Corpus Christi tomou seu caráter universal definitivo, 50 anos depois, quando o Papa Clemente, confirmou a bula de Urbano IV nas Constituições Clementinas do Corpus Júris, tornando a Festa da Eucaristia um dever canônico mundial. No século XI, começaram a surgir dúvidas sobre a presença real de Cristo na hóstia consagrada e o povo cristão reagiu multiplicando as formas de devoção e adoração da hóstia. As devoções eram muito centralizadas nas relíquias dos santos, para atrair a devoção para a pessoa de Jesus a Igreja favoreceu-se desta festa. Assim, os ostensórios com a hóstia consagrada, substituíram os relicários e foram apresentadas ao povo para adoração considerada como uma “relíquia” de Jesus. Os relicários foram substituídos pelas custódias ou ostensórios, que mostravam ao povo a hóstia consagrada.

Foi escolhida a quinta-feira, para sempre celebrar o Corpus Christi, porque a Eucaristia foi celerada pela 1ª vez na quinta-feira Santa, véspera da Sexta-Feira da Paixão, a morte na cruz impede uma festa solene nestas datas.

Em nenhum versículo da Sagrada Escritura, a Eucaristia é apresentada como um mero ‘símbolo’ do corpo de Cristo. Na verdade, nela está presente o próprio Cristo: corpo, sangue, alma e divindade. Essa é a verdadeira doutrina sobre a Eucaristia ensinada por Cristo e pelos apóstolos, até porque se a Eucaristia fosse apenas um “símbolo”, uma “lembrança”, ela não poderia constituir-se num alimento para a vida eterna.

O Papa João Paulo II assim falou sobre a Eucaristia: “Debaixo das aparências do pão e do vinho consagrados, permanece conosco o mesmo Jesus dos Evangelhos, que os discípulos encontraram e seguiram, viram crucificado e ressuscitado, cujas chagas Tomé tocou, prostrando-se em adoração e exclamando: ‘Meu Senhor e Meu Deus!’”.

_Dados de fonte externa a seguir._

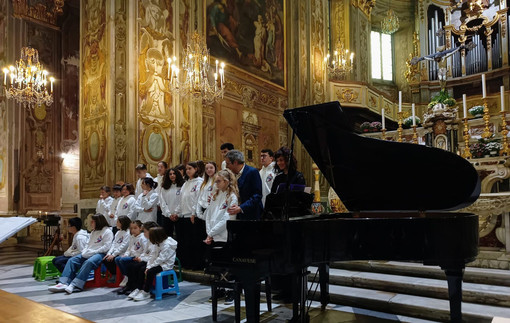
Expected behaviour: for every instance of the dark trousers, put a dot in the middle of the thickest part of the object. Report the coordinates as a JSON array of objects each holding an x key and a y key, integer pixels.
[
  {"x": 151, "y": 274},
  {"x": 184, "y": 235},
  {"x": 60, "y": 262},
  {"x": 136, "y": 275},
  {"x": 198, "y": 245},
  {"x": 111, "y": 266},
  {"x": 169, "y": 226},
  {"x": 160, "y": 217}
]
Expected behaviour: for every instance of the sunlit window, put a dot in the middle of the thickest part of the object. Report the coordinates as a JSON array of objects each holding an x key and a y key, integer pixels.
[{"x": 382, "y": 61}]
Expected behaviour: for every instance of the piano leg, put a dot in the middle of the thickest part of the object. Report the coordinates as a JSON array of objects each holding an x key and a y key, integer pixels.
[
  {"x": 252, "y": 298},
  {"x": 299, "y": 295},
  {"x": 324, "y": 285},
  {"x": 454, "y": 279}
]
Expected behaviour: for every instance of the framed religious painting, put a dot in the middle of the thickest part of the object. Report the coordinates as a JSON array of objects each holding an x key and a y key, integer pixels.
[{"x": 249, "y": 35}]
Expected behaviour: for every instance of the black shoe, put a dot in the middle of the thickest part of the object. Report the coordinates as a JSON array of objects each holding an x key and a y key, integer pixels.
[
  {"x": 229, "y": 298},
  {"x": 220, "y": 293},
  {"x": 124, "y": 291}
]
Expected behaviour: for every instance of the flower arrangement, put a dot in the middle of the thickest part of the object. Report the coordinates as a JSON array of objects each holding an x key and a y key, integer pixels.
[
  {"x": 478, "y": 150},
  {"x": 485, "y": 147},
  {"x": 408, "y": 122},
  {"x": 444, "y": 98},
  {"x": 371, "y": 126},
  {"x": 476, "y": 111}
]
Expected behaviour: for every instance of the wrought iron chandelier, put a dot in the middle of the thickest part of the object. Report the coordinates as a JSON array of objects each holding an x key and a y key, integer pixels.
[
  {"x": 198, "y": 79},
  {"x": 390, "y": 23},
  {"x": 26, "y": 81},
  {"x": 341, "y": 63}
]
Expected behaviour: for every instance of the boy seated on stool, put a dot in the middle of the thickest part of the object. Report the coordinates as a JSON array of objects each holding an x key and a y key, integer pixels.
[{"x": 80, "y": 241}]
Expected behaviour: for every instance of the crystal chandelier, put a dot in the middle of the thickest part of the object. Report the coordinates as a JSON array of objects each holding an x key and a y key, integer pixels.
[
  {"x": 198, "y": 79},
  {"x": 390, "y": 23},
  {"x": 341, "y": 63},
  {"x": 26, "y": 82}
]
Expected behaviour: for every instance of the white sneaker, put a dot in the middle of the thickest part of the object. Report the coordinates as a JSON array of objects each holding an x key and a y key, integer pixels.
[
  {"x": 58, "y": 288},
  {"x": 134, "y": 293},
  {"x": 123, "y": 283},
  {"x": 70, "y": 289},
  {"x": 142, "y": 296}
]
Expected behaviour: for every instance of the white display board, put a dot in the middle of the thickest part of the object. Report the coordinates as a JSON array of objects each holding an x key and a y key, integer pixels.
[{"x": 11, "y": 226}]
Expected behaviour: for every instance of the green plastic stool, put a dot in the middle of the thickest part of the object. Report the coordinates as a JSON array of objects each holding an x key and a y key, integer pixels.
[
  {"x": 43, "y": 267},
  {"x": 178, "y": 271}
]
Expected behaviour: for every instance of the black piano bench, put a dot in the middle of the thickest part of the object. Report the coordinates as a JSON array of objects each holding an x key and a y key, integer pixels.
[{"x": 220, "y": 281}]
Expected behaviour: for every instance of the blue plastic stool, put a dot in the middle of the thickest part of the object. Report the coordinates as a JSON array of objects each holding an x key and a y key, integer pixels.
[{"x": 159, "y": 289}]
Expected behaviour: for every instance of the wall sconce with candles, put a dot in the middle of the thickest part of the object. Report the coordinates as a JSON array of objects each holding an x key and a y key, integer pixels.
[{"x": 27, "y": 80}]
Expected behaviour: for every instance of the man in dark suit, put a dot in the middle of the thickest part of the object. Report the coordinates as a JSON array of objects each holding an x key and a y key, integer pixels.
[{"x": 250, "y": 187}]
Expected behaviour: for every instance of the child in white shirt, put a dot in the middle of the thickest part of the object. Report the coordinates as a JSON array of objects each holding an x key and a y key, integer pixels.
[
  {"x": 117, "y": 196},
  {"x": 186, "y": 233},
  {"x": 126, "y": 204},
  {"x": 105, "y": 201},
  {"x": 77, "y": 269},
  {"x": 216, "y": 215},
  {"x": 80, "y": 241},
  {"x": 147, "y": 203},
  {"x": 136, "y": 247},
  {"x": 170, "y": 198},
  {"x": 162, "y": 258},
  {"x": 119, "y": 245},
  {"x": 139, "y": 263}
]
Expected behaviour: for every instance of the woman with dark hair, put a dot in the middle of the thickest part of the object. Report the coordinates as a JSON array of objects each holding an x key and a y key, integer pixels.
[
  {"x": 147, "y": 203},
  {"x": 170, "y": 198},
  {"x": 119, "y": 245},
  {"x": 127, "y": 202},
  {"x": 286, "y": 166},
  {"x": 77, "y": 269},
  {"x": 186, "y": 212}
]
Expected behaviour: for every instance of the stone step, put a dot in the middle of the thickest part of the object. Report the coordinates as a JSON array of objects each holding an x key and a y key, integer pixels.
[
  {"x": 418, "y": 286},
  {"x": 411, "y": 305},
  {"x": 487, "y": 276}
]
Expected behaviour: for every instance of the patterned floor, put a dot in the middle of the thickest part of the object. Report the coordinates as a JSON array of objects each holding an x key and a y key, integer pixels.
[{"x": 105, "y": 306}]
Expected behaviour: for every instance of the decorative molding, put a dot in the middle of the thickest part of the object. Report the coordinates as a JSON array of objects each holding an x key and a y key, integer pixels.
[
  {"x": 365, "y": 6},
  {"x": 38, "y": 11}
]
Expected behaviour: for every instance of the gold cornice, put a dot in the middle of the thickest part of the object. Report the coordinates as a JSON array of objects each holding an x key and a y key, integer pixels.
[
  {"x": 39, "y": 12},
  {"x": 365, "y": 6}
]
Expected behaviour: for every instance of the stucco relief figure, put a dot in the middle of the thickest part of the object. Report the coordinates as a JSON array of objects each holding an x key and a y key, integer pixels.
[
  {"x": 155, "y": 17},
  {"x": 153, "y": 103}
]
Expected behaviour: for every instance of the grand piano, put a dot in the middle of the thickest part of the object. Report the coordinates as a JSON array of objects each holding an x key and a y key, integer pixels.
[{"x": 398, "y": 194}]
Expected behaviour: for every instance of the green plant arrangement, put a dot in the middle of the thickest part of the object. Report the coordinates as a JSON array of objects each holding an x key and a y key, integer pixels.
[
  {"x": 444, "y": 98},
  {"x": 408, "y": 122},
  {"x": 476, "y": 111}
]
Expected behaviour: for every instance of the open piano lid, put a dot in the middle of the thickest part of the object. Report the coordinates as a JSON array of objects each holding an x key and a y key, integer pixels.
[{"x": 370, "y": 174}]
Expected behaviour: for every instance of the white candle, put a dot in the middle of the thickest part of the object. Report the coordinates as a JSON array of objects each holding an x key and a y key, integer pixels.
[
  {"x": 414, "y": 114},
  {"x": 484, "y": 92},
  {"x": 502, "y": 90},
  {"x": 399, "y": 101},
  {"x": 464, "y": 105}
]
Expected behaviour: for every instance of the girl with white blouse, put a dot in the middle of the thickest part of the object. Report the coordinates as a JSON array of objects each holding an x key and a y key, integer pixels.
[
  {"x": 162, "y": 258},
  {"x": 147, "y": 203},
  {"x": 78, "y": 268},
  {"x": 186, "y": 212},
  {"x": 126, "y": 205},
  {"x": 119, "y": 245},
  {"x": 216, "y": 215},
  {"x": 170, "y": 198}
]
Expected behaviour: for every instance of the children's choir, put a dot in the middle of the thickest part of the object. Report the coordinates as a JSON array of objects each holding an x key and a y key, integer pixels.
[{"x": 134, "y": 230}]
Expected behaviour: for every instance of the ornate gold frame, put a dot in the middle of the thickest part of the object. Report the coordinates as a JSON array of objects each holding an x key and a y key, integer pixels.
[{"x": 285, "y": 70}]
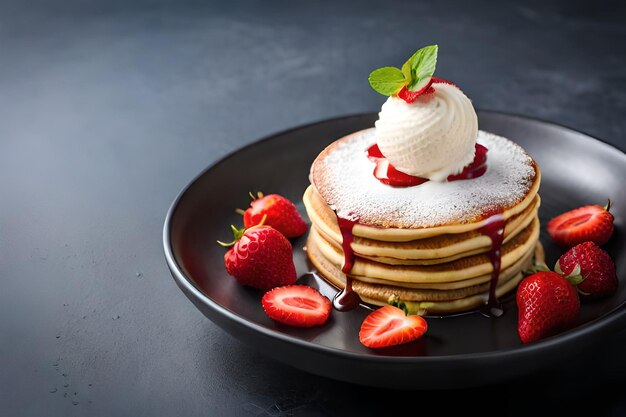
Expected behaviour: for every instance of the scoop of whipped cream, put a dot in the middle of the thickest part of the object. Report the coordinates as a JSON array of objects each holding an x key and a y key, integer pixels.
[{"x": 433, "y": 137}]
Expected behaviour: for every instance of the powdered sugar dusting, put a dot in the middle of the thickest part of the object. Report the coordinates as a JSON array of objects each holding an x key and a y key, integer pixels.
[{"x": 343, "y": 175}]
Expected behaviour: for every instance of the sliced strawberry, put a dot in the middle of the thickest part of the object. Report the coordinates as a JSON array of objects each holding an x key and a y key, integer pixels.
[
  {"x": 297, "y": 305},
  {"x": 389, "y": 326},
  {"x": 278, "y": 211},
  {"x": 588, "y": 223}
]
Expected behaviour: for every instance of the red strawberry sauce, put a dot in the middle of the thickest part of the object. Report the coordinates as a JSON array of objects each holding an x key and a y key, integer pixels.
[
  {"x": 388, "y": 174},
  {"x": 494, "y": 230},
  {"x": 347, "y": 299}
]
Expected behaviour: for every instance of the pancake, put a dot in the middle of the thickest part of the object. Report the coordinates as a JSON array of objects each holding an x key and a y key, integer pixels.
[
  {"x": 427, "y": 246},
  {"x": 436, "y": 249},
  {"x": 460, "y": 269},
  {"x": 426, "y": 301},
  {"x": 342, "y": 172}
]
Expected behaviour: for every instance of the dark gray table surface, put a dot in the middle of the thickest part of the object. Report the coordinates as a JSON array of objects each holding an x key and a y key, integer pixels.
[{"x": 107, "y": 109}]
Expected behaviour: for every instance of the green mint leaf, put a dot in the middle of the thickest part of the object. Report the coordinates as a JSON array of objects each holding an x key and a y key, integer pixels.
[
  {"x": 387, "y": 80},
  {"x": 420, "y": 66}
]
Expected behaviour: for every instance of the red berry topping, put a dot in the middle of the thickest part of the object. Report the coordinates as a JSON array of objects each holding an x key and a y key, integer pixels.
[
  {"x": 297, "y": 305},
  {"x": 588, "y": 223},
  {"x": 279, "y": 212},
  {"x": 261, "y": 257},
  {"x": 595, "y": 267},
  {"x": 389, "y": 326},
  {"x": 547, "y": 304},
  {"x": 422, "y": 88}
]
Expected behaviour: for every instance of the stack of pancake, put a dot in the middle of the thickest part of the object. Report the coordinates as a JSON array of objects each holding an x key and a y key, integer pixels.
[{"x": 425, "y": 245}]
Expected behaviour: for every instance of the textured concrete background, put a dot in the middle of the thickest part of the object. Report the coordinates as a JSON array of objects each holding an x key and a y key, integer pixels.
[{"x": 107, "y": 109}]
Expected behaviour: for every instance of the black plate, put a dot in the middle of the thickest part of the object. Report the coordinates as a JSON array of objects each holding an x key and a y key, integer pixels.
[{"x": 460, "y": 351}]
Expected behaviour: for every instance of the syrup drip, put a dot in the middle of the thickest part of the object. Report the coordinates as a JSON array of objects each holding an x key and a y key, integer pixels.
[
  {"x": 386, "y": 173},
  {"x": 494, "y": 230},
  {"x": 346, "y": 299}
]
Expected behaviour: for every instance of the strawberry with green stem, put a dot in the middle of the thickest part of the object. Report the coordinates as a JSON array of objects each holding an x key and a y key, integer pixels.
[
  {"x": 592, "y": 267},
  {"x": 547, "y": 304},
  {"x": 260, "y": 257},
  {"x": 279, "y": 212}
]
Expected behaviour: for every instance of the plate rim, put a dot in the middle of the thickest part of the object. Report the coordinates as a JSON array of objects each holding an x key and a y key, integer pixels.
[{"x": 610, "y": 320}]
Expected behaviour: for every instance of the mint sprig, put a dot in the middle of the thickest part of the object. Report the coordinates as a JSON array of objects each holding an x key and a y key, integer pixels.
[{"x": 421, "y": 66}]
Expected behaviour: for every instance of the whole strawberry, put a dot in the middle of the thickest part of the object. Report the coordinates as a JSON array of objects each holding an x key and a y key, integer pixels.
[
  {"x": 588, "y": 223},
  {"x": 279, "y": 212},
  {"x": 260, "y": 257},
  {"x": 594, "y": 266},
  {"x": 547, "y": 304}
]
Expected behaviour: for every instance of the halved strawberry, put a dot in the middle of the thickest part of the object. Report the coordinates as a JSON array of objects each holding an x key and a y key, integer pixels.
[
  {"x": 279, "y": 212},
  {"x": 296, "y": 305},
  {"x": 588, "y": 223},
  {"x": 389, "y": 326}
]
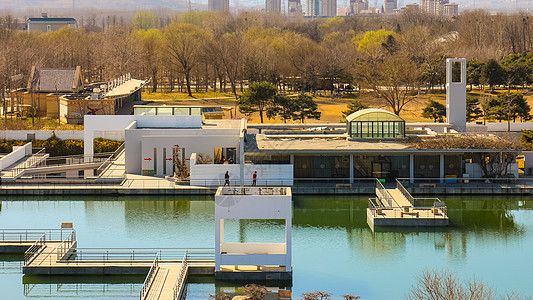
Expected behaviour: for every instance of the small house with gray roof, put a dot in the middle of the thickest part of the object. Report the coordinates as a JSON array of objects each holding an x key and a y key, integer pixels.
[{"x": 45, "y": 24}]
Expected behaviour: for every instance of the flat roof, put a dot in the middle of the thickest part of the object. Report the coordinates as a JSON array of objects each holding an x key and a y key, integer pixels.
[
  {"x": 338, "y": 143},
  {"x": 259, "y": 143},
  {"x": 48, "y": 20},
  {"x": 126, "y": 88}
]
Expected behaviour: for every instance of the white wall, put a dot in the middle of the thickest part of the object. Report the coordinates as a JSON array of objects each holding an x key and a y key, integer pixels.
[
  {"x": 474, "y": 170},
  {"x": 267, "y": 175},
  {"x": 528, "y": 164},
  {"x": 140, "y": 144},
  {"x": 117, "y": 124},
  {"x": 18, "y": 153},
  {"x": 40, "y": 134},
  {"x": 456, "y": 95},
  {"x": 253, "y": 205}
]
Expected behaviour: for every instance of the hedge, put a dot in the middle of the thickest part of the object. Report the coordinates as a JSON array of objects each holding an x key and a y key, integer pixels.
[{"x": 58, "y": 147}]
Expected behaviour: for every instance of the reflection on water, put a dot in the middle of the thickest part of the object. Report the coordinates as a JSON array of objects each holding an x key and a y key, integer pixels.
[{"x": 487, "y": 238}]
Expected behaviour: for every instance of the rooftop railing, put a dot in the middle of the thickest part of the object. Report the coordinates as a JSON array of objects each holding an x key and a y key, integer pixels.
[
  {"x": 181, "y": 280},
  {"x": 138, "y": 255},
  {"x": 149, "y": 278},
  {"x": 25, "y": 236},
  {"x": 266, "y": 191}
]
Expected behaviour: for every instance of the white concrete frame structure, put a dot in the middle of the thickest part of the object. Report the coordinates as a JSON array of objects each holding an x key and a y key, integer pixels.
[
  {"x": 253, "y": 203},
  {"x": 456, "y": 94}
]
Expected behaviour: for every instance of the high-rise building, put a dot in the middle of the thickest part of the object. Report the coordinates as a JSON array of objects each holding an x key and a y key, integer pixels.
[
  {"x": 294, "y": 8},
  {"x": 218, "y": 5},
  {"x": 312, "y": 8},
  {"x": 389, "y": 6},
  {"x": 439, "y": 7},
  {"x": 451, "y": 9},
  {"x": 273, "y": 5},
  {"x": 356, "y": 6},
  {"x": 329, "y": 8}
]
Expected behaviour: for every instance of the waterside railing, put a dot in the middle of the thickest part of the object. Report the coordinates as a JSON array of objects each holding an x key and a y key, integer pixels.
[
  {"x": 149, "y": 278},
  {"x": 181, "y": 280}
]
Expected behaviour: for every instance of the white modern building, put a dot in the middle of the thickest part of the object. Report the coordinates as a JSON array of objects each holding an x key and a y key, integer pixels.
[
  {"x": 259, "y": 204},
  {"x": 456, "y": 92}
]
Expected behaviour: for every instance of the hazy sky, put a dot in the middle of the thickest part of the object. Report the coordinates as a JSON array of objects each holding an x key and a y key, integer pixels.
[{"x": 176, "y": 4}]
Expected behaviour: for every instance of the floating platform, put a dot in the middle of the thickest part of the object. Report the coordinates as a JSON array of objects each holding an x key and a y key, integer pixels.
[{"x": 396, "y": 207}]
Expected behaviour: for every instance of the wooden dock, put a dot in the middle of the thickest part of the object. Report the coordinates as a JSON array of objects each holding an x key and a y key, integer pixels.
[{"x": 396, "y": 207}]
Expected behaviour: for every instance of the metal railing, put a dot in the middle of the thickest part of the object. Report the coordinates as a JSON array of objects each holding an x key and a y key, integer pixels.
[
  {"x": 398, "y": 212},
  {"x": 34, "y": 160},
  {"x": 149, "y": 278},
  {"x": 31, "y": 235},
  {"x": 34, "y": 249},
  {"x": 384, "y": 195},
  {"x": 110, "y": 160},
  {"x": 46, "y": 161},
  {"x": 139, "y": 255},
  {"x": 182, "y": 277},
  {"x": 66, "y": 245},
  {"x": 405, "y": 193},
  {"x": 465, "y": 182}
]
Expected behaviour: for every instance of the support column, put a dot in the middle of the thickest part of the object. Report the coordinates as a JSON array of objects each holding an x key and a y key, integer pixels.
[
  {"x": 288, "y": 244},
  {"x": 441, "y": 170},
  {"x": 351, "y": 168},
  {"x": 411, "y": 168},
  {"x": 219, "y": 238},
  {"x": 241, "y": 152}
]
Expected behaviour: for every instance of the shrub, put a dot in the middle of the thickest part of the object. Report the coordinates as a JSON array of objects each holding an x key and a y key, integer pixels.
[{"x": 102, "y": 145}]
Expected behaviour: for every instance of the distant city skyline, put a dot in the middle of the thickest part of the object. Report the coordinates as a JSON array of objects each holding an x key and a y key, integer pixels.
[{"x": 505, "y": 5}]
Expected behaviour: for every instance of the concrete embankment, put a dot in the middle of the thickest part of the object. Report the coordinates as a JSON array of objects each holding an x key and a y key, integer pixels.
[{"x": 296, "y": 190}]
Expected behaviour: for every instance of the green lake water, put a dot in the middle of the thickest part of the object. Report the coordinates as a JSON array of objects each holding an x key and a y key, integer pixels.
[{"x": 489, "y": 239}]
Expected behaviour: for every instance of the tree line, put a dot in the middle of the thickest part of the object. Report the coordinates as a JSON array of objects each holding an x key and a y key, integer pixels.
[{"x": 201, "y": 51}]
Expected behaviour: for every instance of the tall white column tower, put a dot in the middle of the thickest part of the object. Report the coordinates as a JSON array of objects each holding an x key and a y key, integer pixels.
[{"x": 456, "y": 92}]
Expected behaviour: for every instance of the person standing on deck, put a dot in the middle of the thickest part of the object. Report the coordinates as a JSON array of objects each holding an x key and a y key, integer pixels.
[{"x": 226, "y": 177}]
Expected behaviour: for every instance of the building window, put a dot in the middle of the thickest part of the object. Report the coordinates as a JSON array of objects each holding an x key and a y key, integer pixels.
[{"x": 375, "y": 124}]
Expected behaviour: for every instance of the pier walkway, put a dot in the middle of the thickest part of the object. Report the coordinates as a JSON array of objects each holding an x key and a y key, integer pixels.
[
  {"x": 55, "y": 252},
  {"x": 397, "y": 207}
]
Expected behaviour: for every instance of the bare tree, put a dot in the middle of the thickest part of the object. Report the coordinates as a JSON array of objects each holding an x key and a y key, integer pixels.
[
  {"x": 394, "y": 79},
  {"x": 184, "y": 45}
]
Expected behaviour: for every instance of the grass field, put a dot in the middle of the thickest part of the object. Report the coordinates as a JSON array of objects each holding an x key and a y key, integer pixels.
[{"x": 331, "y": 108}]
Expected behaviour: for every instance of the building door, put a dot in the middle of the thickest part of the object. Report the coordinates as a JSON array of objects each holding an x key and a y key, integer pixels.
[{"x": 381, "y": 170}]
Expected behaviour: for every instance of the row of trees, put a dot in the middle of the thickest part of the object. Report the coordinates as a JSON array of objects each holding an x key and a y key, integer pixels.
[
  {"x": 504, "y": 107},
  {"x": 390, "y": 56},
  {"x": 262, "y": 97},
  {"x": 513, "y": 70}
]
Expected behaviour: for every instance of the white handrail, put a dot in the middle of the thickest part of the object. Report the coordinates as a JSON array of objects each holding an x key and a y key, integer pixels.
[
  {"x": 150, "y": 278},
  {"x": 180, "y": 281}
]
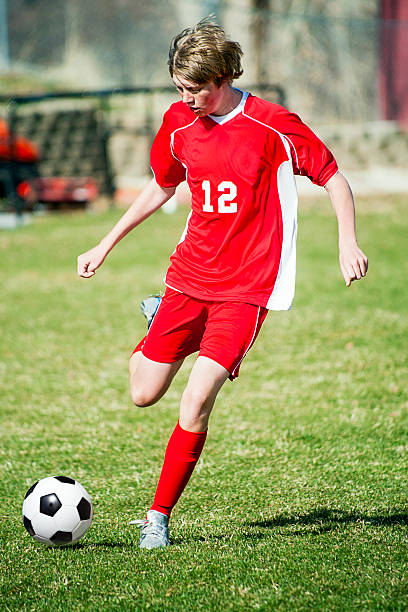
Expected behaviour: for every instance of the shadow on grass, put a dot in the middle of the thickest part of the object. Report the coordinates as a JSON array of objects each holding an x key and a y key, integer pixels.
[
  {"x": 323, "y": 520},
  {"x": 95, "y": 545}
]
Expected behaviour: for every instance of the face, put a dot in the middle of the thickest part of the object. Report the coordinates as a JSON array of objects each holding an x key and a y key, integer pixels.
[{"x": 204, "y": 99}]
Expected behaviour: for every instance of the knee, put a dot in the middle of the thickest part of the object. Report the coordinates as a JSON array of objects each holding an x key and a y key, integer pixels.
[
  {"x": 141, "y": 397},
  {"x": 194, "y": 400}
]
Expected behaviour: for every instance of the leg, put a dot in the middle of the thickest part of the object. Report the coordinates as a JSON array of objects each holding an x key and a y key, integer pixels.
[
  {"x": 206, "y": 379},
  {"x": 188, "y": 438},
  {"x": 149, "y": 380}
]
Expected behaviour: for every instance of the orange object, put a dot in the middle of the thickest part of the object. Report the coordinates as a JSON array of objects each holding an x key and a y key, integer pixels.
[{"x": 20, "y": 150}]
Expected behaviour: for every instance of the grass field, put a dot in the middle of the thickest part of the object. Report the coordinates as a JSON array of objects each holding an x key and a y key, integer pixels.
[{"x": 299, "y": 501}]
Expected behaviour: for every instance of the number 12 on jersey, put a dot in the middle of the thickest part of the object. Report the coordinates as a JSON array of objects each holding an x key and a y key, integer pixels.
[{"x": 225, "y": 203}]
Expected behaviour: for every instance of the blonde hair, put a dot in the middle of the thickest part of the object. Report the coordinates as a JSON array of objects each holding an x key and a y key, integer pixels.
[{"x": 202, "y": 54}]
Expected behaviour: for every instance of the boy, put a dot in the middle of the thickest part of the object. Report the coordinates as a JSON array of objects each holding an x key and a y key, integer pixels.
[{"x": 236, "y": 257}]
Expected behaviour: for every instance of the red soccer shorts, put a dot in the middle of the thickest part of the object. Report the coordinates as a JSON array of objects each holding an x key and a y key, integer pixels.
[{"x": 222, "y": 331}]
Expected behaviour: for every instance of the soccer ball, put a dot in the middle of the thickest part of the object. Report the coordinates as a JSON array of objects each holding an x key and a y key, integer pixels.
[{"x": 57, "y": 510}]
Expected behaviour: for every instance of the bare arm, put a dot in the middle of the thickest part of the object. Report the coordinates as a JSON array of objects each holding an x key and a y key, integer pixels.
[
  {"x": 353, "y": 262},
  {"x": 152, "y": 197}
]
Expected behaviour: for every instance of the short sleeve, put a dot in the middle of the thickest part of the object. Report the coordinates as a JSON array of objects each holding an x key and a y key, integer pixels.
[
  {"x": 310, "y": 156},
  {"x": 167, "y": 170}
]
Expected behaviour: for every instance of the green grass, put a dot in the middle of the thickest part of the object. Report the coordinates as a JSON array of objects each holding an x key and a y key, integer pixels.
[{"x": 299, "y": 501}]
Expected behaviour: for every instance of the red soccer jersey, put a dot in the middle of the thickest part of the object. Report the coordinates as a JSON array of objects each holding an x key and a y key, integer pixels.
[{"x": 239, "y": 243}]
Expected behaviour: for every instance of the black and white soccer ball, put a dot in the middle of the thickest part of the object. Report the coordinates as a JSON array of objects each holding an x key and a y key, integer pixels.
[{"x": 57, "y": 510}]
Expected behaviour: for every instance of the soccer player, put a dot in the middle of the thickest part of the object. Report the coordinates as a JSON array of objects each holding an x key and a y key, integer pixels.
[{"x": 236, "y": 258}]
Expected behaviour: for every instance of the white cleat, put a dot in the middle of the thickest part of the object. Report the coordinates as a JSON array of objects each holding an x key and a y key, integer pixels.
[
  {"x": 149, "y": 307},
  {"x": 154, "y": 531}
]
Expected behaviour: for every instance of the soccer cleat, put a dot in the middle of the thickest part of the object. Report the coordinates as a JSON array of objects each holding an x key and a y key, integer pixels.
[
  {"x": 154, "y": 531},
  {"x": 149, "y": 307}
]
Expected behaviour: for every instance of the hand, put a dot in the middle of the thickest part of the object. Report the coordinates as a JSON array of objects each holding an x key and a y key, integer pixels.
[
  {"x": 90, "y": 261},
  {"x": 353, "y": 262}
]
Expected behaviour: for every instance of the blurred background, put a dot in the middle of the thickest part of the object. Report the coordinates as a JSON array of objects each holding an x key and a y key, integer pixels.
[{"x": 83, "y": 87}]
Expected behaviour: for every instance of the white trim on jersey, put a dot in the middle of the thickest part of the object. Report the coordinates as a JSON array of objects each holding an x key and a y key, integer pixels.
[
  {"x": 283, "y": 292},
  {"x": 277, "y": 132},
  {"x": 221, "y": 119}
]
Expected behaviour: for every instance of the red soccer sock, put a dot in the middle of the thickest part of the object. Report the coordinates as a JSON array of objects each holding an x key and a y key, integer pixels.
[{"x": 182, "y": 453}]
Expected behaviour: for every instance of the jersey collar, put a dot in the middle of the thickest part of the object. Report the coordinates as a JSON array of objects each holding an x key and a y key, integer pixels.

Há também um trecho belíssimo da exortação apostólica de Bento XVI, chamada “Sacramentum Caritatis”, em que o Santo Papa comenta sobre a Eucaristia: “Sacramento da Caridade, a santíssima Eucaristia é a doação que Jesus Cristo faz de Si mesmo, revelando-nos o amor infinito de Deus por cada homem. Neste sacramento admirável, manifesta-se o amor ‘maior’: o amor que leva a « dar a vida pelos amigos » (Jo 15, 13). De fato, Jesus ‘amou-os até ao fim’ (Jo 13, 1). Com estas palavras, o evangelista introduz o gesto de infinita humildade que Ele realizou: na vigília da sua morte por nós na cruz, pôs uma toalha à cintura e lavou os pés dos seus discípulos. Do mesmo modo, no sacramento eucarístico, Jesus continua a amar-nos ‘até ao fim, até o dom do seu corpo e do seu sangue. Que enlevo se deve ter apoderado do coração dos discípulos à vista dos gestos e palavras do Senhor durante aquela Ceia! Que maravilha deve suscitar, também no nosso coração, o mistério eucarístico! ”

Olhar para Jesus no Sacramento do Altar é ter a consciência de que somos amados por Deus e reconhecer os sinais desse amor presentes nos acontecimentos da nossa vida.